サナリ派『ブルーローズ・ユニオン』本部では。





「実に不愉快な連中だったな。所詮はアシュトーリア・ヴァルレンシーの手先だ」

「ヴァルレンシー派に期待するのが、そもそもの間違いというものよ」

…私のボディーガード、兼側近のエペルとミミニアは、不満げな顔でそう言い合った。

「アシュトーリア・ヴァルレンシーを仕留め残ったのが失敗だったのよ。あの女を仕留めきれていれば、もっと話は早かったものを…」

「それは仕方ないだろう。捕まるのを恐れて、確実に息の根を止めずに逃げ出した襲撃班の責任だ」

「分かってるわ。過ぎたことを言っても仕方ない…。次の策を立てなくては」

…私は、二人の側近達が口々に言い合うのを黙って聞いていた。

暗殺の失敗…。次の『青薔薇連合会』首領…。

サナリ派の台頭。正しい血筋の後継者。

いつもいつも、二人の話を聞いていると頭が痛くなってくる。

「…あの、エペル。ミミニア」

私は恐る恐る、二人の間に割って入った。

どうしても不安で仕方なかったから。

「どうされましたか、セルテリシア様」

「私…あれで、本当に良かったの?」

あれで、とは…先程『青薔薇連合会』本部に行ったときのことだ。

アシュトーリア・ヴァルレンシーさんから次期首領として指名されている幹部…アイズレンシア・ルーレヴァンツァさんに対して。

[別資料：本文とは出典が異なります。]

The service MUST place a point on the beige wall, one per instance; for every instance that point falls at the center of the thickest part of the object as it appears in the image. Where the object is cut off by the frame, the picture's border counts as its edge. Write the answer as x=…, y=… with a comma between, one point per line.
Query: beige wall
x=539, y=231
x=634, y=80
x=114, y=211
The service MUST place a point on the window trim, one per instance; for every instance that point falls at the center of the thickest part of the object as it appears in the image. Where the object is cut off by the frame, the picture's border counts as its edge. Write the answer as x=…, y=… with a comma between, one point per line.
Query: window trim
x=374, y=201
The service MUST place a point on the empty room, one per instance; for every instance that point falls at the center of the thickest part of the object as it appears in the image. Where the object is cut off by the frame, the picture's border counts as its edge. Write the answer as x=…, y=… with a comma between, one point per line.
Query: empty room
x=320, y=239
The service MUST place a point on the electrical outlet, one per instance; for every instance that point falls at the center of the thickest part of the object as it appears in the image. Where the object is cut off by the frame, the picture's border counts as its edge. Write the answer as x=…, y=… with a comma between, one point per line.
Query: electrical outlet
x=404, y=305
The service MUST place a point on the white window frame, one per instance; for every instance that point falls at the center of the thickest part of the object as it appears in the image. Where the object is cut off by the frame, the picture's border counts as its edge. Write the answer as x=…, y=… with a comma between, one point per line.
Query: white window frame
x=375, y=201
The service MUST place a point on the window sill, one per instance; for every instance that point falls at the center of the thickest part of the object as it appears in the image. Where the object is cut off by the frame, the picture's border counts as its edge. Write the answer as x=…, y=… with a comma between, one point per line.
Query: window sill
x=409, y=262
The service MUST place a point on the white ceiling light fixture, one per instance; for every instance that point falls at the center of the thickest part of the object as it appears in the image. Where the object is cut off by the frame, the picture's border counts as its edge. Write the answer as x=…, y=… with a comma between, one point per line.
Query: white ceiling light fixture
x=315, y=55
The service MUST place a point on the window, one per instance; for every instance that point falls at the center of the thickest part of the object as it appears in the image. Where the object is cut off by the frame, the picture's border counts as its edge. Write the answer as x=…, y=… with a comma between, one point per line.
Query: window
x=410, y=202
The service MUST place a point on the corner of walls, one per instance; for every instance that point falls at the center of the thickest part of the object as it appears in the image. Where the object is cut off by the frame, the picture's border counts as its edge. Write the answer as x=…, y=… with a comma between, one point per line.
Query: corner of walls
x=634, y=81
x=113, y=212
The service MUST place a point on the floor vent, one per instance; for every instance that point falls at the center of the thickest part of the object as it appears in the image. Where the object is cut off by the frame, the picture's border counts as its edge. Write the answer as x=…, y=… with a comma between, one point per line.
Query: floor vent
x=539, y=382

私は、彼に真っ向から対立するようなことを言ってしまった。

あんな言い方をしたら、アイズレンシアさんは私を敵視して当然だ。

今頃彼らは、私達サナリ派とどう対抗するか考えているはずだ…。

これでもう、対話の道は閉ざされたと言っても過言ではなかろう。

それなのに。

「勿論です、セルテリシア様。ご立派でしたよ」

エペルは微笑んで、私にそう言った。

そう…。…そっか。

「とても威厳のあるお言葉でした。亡くなられたサナリ様も、セルテリシア様を誇りに思っていらっしゃるはずです」

「…ありがとう」

…そうだと良いけど。

大叔父様の考えなんて、私には分からない。

むしろ、とても不安なのだ。

大叔父様は、血の繋がった私ではなく…真に次期首領として優秀なアイズレンシアさんに、首領になって欲しいと思ってるんじゃないかって。